Director René Clément had conveyed the darker aspects of human nature in 1952’s heartbreaking Forbidden Games, which became an international, award-winning hit despite the rawness and melancholy of its antiwar message. The bitter irony and willingness to grapple with the grittier side of life that informed that film were even more pronounced in Gervaise, his 1956 adaptation of Émile Zola’s L’assommoir—commonly referred to in English as The Dram Shop, though that’s not a strict translation of the colloquial, arcane title, a nineteenth-century term for a cheap liquor shop derived from the verb assommer, “to bludgeon or render senseless.”
Such an expression feels wholly appropriate for the uncompromising experience that is Gervaise, which, while not impeccably faithful to its source, is widely considered to be one of the most accurate film representations of Zola’s writing and sensibility. Though there have been nine film versions of L’assommoir (the first as early as 1902, with Ferdinand Zecca’s Les victimes de l’alcoolisme), Gervaise remains the most acclaimed. Perhaps this is because Clément and the prolific, proudly left-wing screenwriting team of Jean Aurenche and Pierre Bost (La symphonie pastorale) were the perfect match for Zola’s brand of social realism and his unerring attention to the struggles of the working class. Winnowing the book down from approximately five hundred pages, Aurenche and Bost still manage to capture a sense of epic struggle in the story of washerwoman Gervaise (Austrian Maria Schell, winner of best actress at the Venice Film Festival for her role), who is determined to run a laundry business of her own in an impoverished quartier of Paris in 1877.
Gervaise’s desperate efforts to establish financial independence and a presence in the neighborhood are met with enormous setbacks, beginning with a rooftop accident sustained by her steeplejack husband, Coupeau (François Périer), which necessitates expensive doctor visits and leads to his increasingly crippling alcoholism. Clément depicts her fragile existence in an accumulation of impressively mounted scenes, from a violent, sudsy fight with her laundress nemesis Virginie (Suzy Delair), to a tense birthday celebration disrupted by Coupeau’s tipsy boisterousness, to his terrifying final, DTs-fueled explosion. Clément refuses to soften the brutality or consequence, right up through the devastating conclusion, when his focus shifts to Gervaise’s young daughter, Nana.
Here, at the end of the film, Clément reaffirms, in the briefest but most powerful of moments, not only his gift for eloquently directing child actors, as so memorably illustrated in Forbidden Games, but also that film’s fatalistic view that children bear the failures and mistakes of their parents’ world.

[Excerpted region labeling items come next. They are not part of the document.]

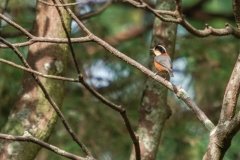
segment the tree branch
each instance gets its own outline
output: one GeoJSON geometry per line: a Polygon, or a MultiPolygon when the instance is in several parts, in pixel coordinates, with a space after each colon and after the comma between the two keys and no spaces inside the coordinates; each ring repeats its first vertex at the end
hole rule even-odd
{"type": "Polygon", "coordinates": [[[41,147],[44,147],[52,152],[55,152],[58,155],[61,155],[63,157],[69,158],[69,159],[74,159],[74,160],[89,160],[88,158],[83,158],[83,157],[79,157],[76,156],[74,154],[71,154],[69,152],[66,152],[64,150],[61,150],[53,145],[50,145],[44,141],[41,141],[35,137],[33,137],[30,133],[28,133],[27,131],[24,132],[23,136],[12,136],[9,134],[2,134],[0,133],[0,138],[1,139],[6,139],[6,140],[12,140],[12,141],[23,141],[23,142],[32,142],[35,143],[41,147]]]}
{"type": "Polygon", "coordinates": [[[240,91],[239,71],[240,71],[240,54],[232,71],[232,75],[230,77],[230,80],[228,82],[224,94],[219,123],[224,123],[227,120],[231,120],[235,115],[238,95],[240,91]]]}
{"type": "Polygon", "coordinates": [[[240,1],[239,0],[233,0],[233,13],[235,16],[236,24],[238,30],[240,30],[240,1]]]}
{"type": "Polygon", "coordinates": [[[166,86],[168,89],[173,91],[180,99],[182,99],[185,104],[193,111],[194,114],[198,117],[198,119],[201,121],[201,123],[208,129],[212,130],[214,128],[214,124],[209,120],[209,118],[205,115],[205,113],[197,107],[197,105],[194,103],[194,101],[187,95],[186,91],[184,91],[182,88],[179,89],[169,81],[163,79],[162,77],[156,75],[152,71],[150,71],[148,68],[144,67],[143,65],[139,64],[137,61],[129,58],[125,54],[121,53],[102,39],[98,38],[94,34],[92,34],[83,24],[79,21],[79,19],[74,15],[74,13],[67,7],[64,7],[66,11],[69,13],[69,15],[76,21],[76,23],[81,27],[81,29],[89,36],[89,38],[104,47],[109,52],[113,53],[115,56],[121,58],[125,62],[131,64],[135,68],[139,69],[141,72],[147,74],[148,76],[152,77],[159,83],[166,86]]]}
{"type": "Polygon", "coordinates": [[[235,38],[240,38],[240,31],[234,29],[228,23],[226,23],[225,28],[222,28],[222,29],[216,29],[216,28],[213,28],[208,25],[206,25],[206,27],[203,30],[196,29],[190,23],[188,23],[188,21],[184,18],[183,13],[182,13],[181,0],[176,0],[175,11],[156,10],[156,9],[153,9],[152,7],[150,7],[147,3],[143,2],[143,1],[137,2],[134,0],[124,0],[124,2],[128,2],[135,7],[142,8],[144,10],[148,10],[164,22],[178,23],[178,24],[182,25],[189,33],[191,33],[197,37],[207,37],[210,35],[214,35],[214,36],[233,35],[235,38]],[[169,15],[172,17],[171,18],[164,17],[164,15],[169,15]]]}
{"type": "MultiPolygon", "coordinates": [[[[22,63],[25,65],[25,67],[32,69],[16,47],[14,47],[11,43],[7,42],[6,40],[4,40],[1,37],[0,37],[0,41],[2,43],[6,44],[9,48],[11,48],[16,53],[16,55],[19,57],[19,59],[22,61],[22,63]]],[[[92,157],[92,156],[90,156],[91,154],[89,154],[90,152],[85,147],[85,145],[77,138],[76,134],[74,133],[74,131],[72,130],[72,128],[70,127],[70,125],[68,124],[66,119],[64,118],[64,115],[62,114],[61,110],[59,109],[57,104],[53,101],[51,96],[48,94],[48,92],[47,92],[46,88],[44,87],[44,85],[42,84],[42,82],[39,80],[39,78],[35,74],[31,73],[31,75],[32,75],[33,79],[37,82],[37,84],[39,85],[41,90],[43,91],[45,98],[49,101],[49,103],[52,105],[52,107],[54,108],[57,115],[60,117],[60,119],[61,119],[63,125],[65,126],[66,130],[68,131],[68,133],[72,136],[74,141],[83,149],[83,151],[89,157],[92,157]]]]}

And by ending on the image of Nana scampering freely, without supervision, through the Parisian streets, attracting neighborhood boys with ribbons in her hair, Clément, Aurenche, and Bost remind us that the little girl—who can’t help but recall Games’s angelic yet corrupted Brigitte Fossey—will grow up to be one of Zola’s most memorable characters, the prostitute protagonist of the 1880 novel Nana.